Targeted email attack against (open source?) developers
Posted by: Giorgio in Mozilla, SecuritySecond email I've received today (some headers omitted):
Received: from unknown (HELO mail.bsme-mos.ru) (95.163.65.54)
by ariel.informaction.com with SMTP; 27 Jan 2017 11:25:22 -0000
Received: from unknown (HELO o) (zayavka@bsme-mos.ru@94.23.58.202)
by mail.bsme-mos.ru with SMTP; 27 Jan 2017 14:25:17 +0300
Subject: question
Date: Fri, 27 Jan 2017 12:25:26 +0100
X-MSMail-Priority: Normal
X-Mailer: Microsoft Windows Live Mail 16.4.3528.331
X-MimeOLE: Produced By Microsoft MimeOLE V16.4.3528.331
This is a multi-part message in MIME format.
------=_NextPart_000_25F3_01D27898.7064C4E0
Content-Type: multipart/alternative;
boundary="----=_NextPart_001_25F4_01D27898.7064C4E0"

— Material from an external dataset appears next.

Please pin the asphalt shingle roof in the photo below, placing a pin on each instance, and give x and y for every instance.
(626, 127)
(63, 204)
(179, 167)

------=_NextPart_001_25F4_01D27898.7064C4E0
Content-Type: text/plain;
charset="windows-1251"
Content-Transfer-Encoding: quoted-printable
Hey. I found your software is online. Can you write the code for my proje=
ct? Terms of reference attached below.
The price shall discuss, if you can make. Answer please.
------=_NextPart_001_25F4_01D27898.7064C4E0
Content-Type: text/html;
charset="windows-1251"
Content-Transfer-Encoding: quoted-printable
(HTML omitted)
------=_NextPart_001_25F4_01D27898.7064C4E0--
------=_NextPart_000_25F3_01D27898.7064C4E0
Content-Type: application/octet-stream;
name="PROJECT.gz"
Content-Transfer-Encoding: base64
Content-Disposition: attachment;
filename="PROJECT.gz"
...
The "PROJECT.gz" file, despite its extension, was actually a RAR archive containing a "PROJECT.doc" MS Word document, presumably with some malicious macro payload (I didn't bother to check).
The earlier one had a "2701.zip" attachment, with a "2701.doc" inside, likely the same as the other one (unfortunately I had not kept it for reference).
Both messages appearing to be hand-crafted, and the reference to today's date in the attachment file name IMHO hint at a focused campaign explicitly targeting targets perceived as "high return investments", such as developers (possibly working on popular / open source projects).
I doubt many of us would fall for this stuff, but I felt a heads up was in order nonetheless ;)
Update
As soon as I published this post I checked my inbox and there was another one...
Update 2
It looked like a VBA marcro malware, indeed. Thanks Ludovic for reminding me of Virustotal.
January 27th, 2017 at 3:39 pm
You could use virustotal to check the file :)
January 27th, 2017 at 3:49 pm
@Ludovic: done, thanks.
January 27th, 2017 at 4:02 pm
It's Github-based - the emails I've been getting of this type have been coming to the email address I only use on Github. So I suspect it's more automated than you first thought.
March 21st, 2017 at 10:01 am
Finally, sometimes it's all about getting creative with your marketing and pr. How many smartphone users know that their smart devices can also help in keeping them healthy and fit? There are many more things which needs to be taken care of. Photos and other types of files can be sent as well!
April 1st, 2017 at 2:15 pm
What exactly needed to do to combat Email Scams?